Sample Compatibility & Compliance
The DigiGiat system supports longitudinal gait assessment across multiple rodent species without hardware modification: C57BL/6 and BALB/c mice (18–30 g), Sprague-Dawley and Wistar rats (200–500 g), and Hartley guinea pigs (300–700 g). All components meet UL 61010-1 safety standards for laboratory equipment. Data acquisition and processing comply with ALARA (As Low As Reasonably Achievable) principles for animal handling time; typical session duration is ≤5 minutes per animal, minimizing stress-induced locomotor artifacts. The system is compatible with GLP-compliant study documentation when paired with Harvard Apparatus’ validated electronic lab notebook (ELN) integration module, supporting audit trails, user authentication, and electronic signatures per FDA 21 CFR Part 11 requirements.

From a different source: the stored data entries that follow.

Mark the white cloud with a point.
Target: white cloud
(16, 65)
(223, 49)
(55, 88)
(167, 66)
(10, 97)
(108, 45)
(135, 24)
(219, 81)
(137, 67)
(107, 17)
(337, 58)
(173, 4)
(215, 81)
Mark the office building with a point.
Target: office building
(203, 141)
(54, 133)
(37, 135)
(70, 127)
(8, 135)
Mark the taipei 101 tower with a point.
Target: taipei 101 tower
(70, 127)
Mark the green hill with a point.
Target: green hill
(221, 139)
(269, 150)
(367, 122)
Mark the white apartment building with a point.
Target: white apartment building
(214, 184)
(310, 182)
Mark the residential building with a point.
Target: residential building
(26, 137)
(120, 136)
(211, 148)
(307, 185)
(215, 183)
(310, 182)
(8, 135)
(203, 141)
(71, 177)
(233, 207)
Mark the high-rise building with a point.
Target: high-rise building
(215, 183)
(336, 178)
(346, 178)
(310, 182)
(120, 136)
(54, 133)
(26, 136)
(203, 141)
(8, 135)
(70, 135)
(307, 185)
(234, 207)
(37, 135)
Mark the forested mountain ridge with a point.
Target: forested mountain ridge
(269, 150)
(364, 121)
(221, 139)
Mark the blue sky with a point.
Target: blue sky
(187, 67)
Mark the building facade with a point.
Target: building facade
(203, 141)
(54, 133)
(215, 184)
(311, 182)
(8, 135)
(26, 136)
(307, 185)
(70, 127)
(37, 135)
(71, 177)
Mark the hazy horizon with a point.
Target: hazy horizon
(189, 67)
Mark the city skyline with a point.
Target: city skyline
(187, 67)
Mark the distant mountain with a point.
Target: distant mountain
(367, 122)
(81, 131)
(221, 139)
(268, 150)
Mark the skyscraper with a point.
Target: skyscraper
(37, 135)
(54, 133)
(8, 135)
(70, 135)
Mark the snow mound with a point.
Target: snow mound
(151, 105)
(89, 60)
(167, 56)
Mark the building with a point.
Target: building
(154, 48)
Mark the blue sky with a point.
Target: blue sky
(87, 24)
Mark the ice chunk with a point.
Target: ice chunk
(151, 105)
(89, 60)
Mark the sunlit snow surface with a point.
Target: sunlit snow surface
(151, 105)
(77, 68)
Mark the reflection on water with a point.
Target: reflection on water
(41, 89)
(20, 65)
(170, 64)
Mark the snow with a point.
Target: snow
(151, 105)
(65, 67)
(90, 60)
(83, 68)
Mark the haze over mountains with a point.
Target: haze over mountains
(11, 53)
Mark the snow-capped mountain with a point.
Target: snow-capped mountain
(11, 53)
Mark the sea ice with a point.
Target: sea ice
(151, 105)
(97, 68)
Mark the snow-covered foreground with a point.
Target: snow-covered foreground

Software & Data Management
DigiGiat v3.2 software provides a deterministic, non-proprietary analysis pipeline. Raw video is processed using adaptive thresholding and morphological filtering to isolate paw contours; centroid trajectories are interpolated using cubic splines to resolve sub-frame timing. Output includes standardized gait reports aligned with NIH Behavioral Assessment Core metrics, exportable in CSV, Excel, and HDF5 formats for downstream statistical modeling (e.g., mixed-effects ANOVA, principal component analysis of gait synergy matrices). Built-in quality-control flags identify frames with occlusion, slipping, or incomplete stance phases, allowing manual review or algorithmic rejection prior to group-level aggregation. Version-controlled software updates are distributed via secure HTTPS, with change logs documenting validation against NIST-traceable motion phantoms.
Applications
- Preclinical evaluation of therapeutic interventions in Parkinson’s disease, Huntington’s disease, and spinal muscular atrophy—quantifying bradykinesia, step irregularity, and inter-limb dyscoordination.

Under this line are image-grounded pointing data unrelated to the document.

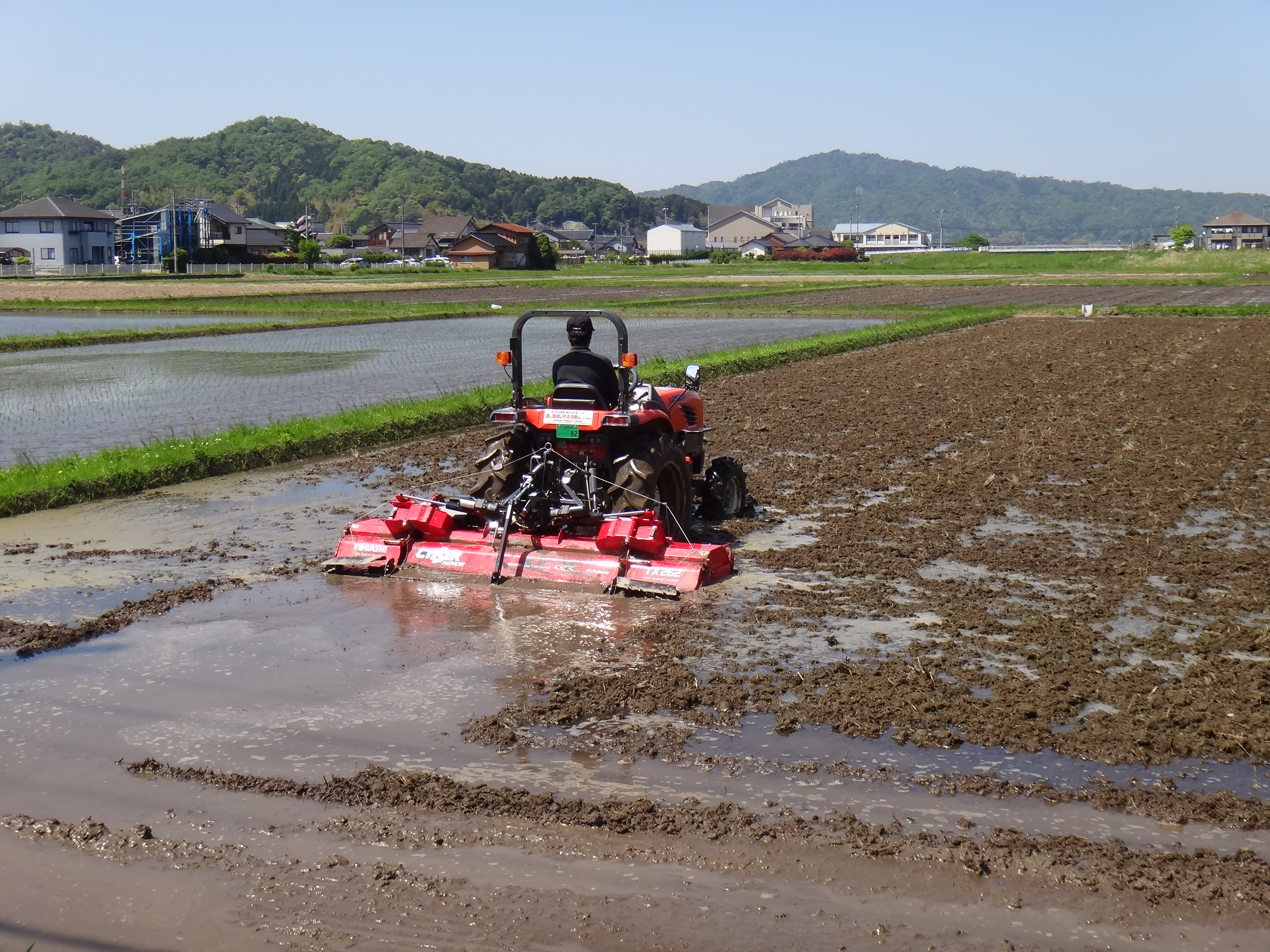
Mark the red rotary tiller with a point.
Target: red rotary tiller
(572, 490)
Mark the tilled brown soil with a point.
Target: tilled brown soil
(1071, 516)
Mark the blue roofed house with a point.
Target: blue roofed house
(55, 233)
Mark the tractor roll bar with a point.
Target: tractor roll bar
(624, 375)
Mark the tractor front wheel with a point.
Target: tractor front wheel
(501, 466)
(656, 476)
(724, 494)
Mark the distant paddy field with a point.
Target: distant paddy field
(54, 403)
(14, 324)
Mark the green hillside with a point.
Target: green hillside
(271, 168)
(990, 202)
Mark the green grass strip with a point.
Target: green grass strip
(116, 473)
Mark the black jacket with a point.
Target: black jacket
(582, 366)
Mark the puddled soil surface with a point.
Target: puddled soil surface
(1038, 533)
(1043, 535)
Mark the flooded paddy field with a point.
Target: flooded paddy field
(1028, 296)
(17, 324)
(992, 674)
(56, 402)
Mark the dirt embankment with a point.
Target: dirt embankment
(1057, 532)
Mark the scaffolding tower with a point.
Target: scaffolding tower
(151, 234)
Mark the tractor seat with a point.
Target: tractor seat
(578, 397)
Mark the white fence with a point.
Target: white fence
(33, 271)
(1053, 249)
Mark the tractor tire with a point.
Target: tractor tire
(724, 493)
(656, 476)
(501, 466)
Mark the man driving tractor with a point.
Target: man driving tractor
(581, 365)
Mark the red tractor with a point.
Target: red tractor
(573, 490)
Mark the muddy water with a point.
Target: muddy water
(310, 676)
(76, 563)
(18, 324)
(323, 674)
(54, 403)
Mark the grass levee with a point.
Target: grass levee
(126, 470)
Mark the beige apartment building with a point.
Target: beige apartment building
(1235, 232)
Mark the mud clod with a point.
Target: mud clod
(36, 638)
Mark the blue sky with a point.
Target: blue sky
(1169, 95)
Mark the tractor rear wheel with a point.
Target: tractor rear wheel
(724, 493)
(501, 466)
(656, 476)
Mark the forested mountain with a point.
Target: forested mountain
(996, 204)
(271, 168)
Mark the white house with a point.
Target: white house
(54, 233)
(883, 237)
(676, 239)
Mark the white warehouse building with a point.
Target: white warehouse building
(676, 239)
(54, 233)
(883, 237)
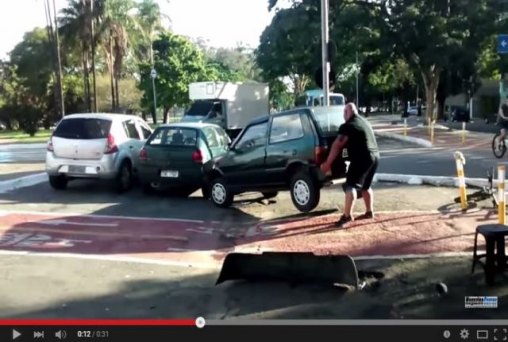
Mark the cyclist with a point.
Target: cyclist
(502, 120)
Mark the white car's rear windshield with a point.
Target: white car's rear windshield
(83, 128)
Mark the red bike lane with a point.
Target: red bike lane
(201, 243)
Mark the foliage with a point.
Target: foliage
(178, 62)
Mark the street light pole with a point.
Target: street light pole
(324, 52)
(357, 73)
(153, 74)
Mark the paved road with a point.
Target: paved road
(396, 157)
(435, 161)
(21, 153)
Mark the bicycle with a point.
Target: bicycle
(486, 192)
(498, 147)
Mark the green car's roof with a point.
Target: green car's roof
(188, 125)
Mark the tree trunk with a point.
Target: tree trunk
(442, 94)
(113, 101)
(431, 81)
(166, 112)
(117, 95)
(87, 76)
(109, 62)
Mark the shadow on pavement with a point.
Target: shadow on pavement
(407, 292)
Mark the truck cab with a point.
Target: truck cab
(229, 105)
(315, 98)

- Neuropathic pain models: detection of weight-bearing asymmetry and shortened stance duration preceding overt mechanical allodynia.
- Stroke recovery studies: longitudinal tracking of gait symmetry restoration and compensatory strategy emergence (e.g., increased forelimb reliance post-MCAO).

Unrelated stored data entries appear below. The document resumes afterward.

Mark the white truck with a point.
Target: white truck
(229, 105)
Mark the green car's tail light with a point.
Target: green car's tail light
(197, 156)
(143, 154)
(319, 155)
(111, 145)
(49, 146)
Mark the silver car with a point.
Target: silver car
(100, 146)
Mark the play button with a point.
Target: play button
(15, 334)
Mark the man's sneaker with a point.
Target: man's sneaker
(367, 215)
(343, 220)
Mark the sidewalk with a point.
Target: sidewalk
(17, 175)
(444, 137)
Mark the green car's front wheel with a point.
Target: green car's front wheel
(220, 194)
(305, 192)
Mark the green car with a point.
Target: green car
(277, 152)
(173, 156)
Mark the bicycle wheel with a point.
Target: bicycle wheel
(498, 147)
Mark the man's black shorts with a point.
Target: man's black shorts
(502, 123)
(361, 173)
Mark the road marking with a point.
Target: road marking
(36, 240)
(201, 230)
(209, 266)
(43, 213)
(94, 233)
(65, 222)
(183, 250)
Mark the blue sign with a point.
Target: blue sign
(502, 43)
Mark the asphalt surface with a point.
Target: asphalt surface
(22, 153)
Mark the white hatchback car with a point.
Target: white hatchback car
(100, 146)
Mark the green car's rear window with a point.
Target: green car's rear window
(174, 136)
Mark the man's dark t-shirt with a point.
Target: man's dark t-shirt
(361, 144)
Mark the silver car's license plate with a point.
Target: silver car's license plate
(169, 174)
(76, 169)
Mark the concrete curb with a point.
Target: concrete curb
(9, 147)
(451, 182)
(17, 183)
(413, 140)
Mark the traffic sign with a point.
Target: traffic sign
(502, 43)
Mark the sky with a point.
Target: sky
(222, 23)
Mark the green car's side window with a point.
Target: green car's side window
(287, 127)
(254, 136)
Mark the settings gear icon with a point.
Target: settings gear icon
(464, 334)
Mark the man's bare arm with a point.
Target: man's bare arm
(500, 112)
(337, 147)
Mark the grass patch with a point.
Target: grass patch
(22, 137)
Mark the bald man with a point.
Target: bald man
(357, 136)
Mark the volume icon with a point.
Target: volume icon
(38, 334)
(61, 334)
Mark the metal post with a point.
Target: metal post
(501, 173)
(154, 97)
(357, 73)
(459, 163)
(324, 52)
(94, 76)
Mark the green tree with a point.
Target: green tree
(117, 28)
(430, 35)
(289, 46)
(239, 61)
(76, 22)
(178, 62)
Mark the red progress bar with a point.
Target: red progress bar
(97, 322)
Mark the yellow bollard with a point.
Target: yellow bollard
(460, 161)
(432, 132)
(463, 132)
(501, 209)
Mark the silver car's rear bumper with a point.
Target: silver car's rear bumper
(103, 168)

- Toxicology screening: identification of early-onset gait deficits following low-dose neurotoxin exposure (e.g., MPTP, cisplatin).
- Genetic phenotyping: high-throughput gait profiling of transgenic lines (e.g., SOD1-G93A, R6/2) to establish baseline locomotor endophenotypes.
FAQ
Is the treadmill speed range sufficient for physiological running in mice?
Yes. At 25 cm/s, mice operate within their natural aerobic running range (15–30 cm/s), as confirmed by concurrent oxygen consumption (VO₂) measurements and absence of lactate accumulation in pilot validation studies.
Can the system distinguish between true gait deficits and motivational reluctance?
The incline-adjustable treadmill design permits controlled escalation of task demand; consistent performance across speeds and slopes helps differentiate sensorimotor impairment from transient behavioral inhibition.
Does the software require specialized computational resources?
DigiGiat v3.2 runs on Windows 10/11 (64-bit) with ≥16 GB RAM and NVIDIA GTX 1050 or equivalent GPU for real-time rendering; offline batch analysis is CPU-optimized and requires no dedicated graphics hardware.
How is paw contact intensity quantified without force plates?
Contact intensity is derived from normalized pixel-area-weighted grayscale intensity within the segmented paw region, calibrated against reference reflectance standards—providing relative, not absolute, pressure mapping suitable for intra-animal longitudinal comparison.
Is technical support available for method validation in new laboratories?
Harvard Apparatus offers on-site installation qualification (IQ), operational qualification (OQ), and protocol-specific training packages, including SOP development aligned with AAALAC International accreditation expectations.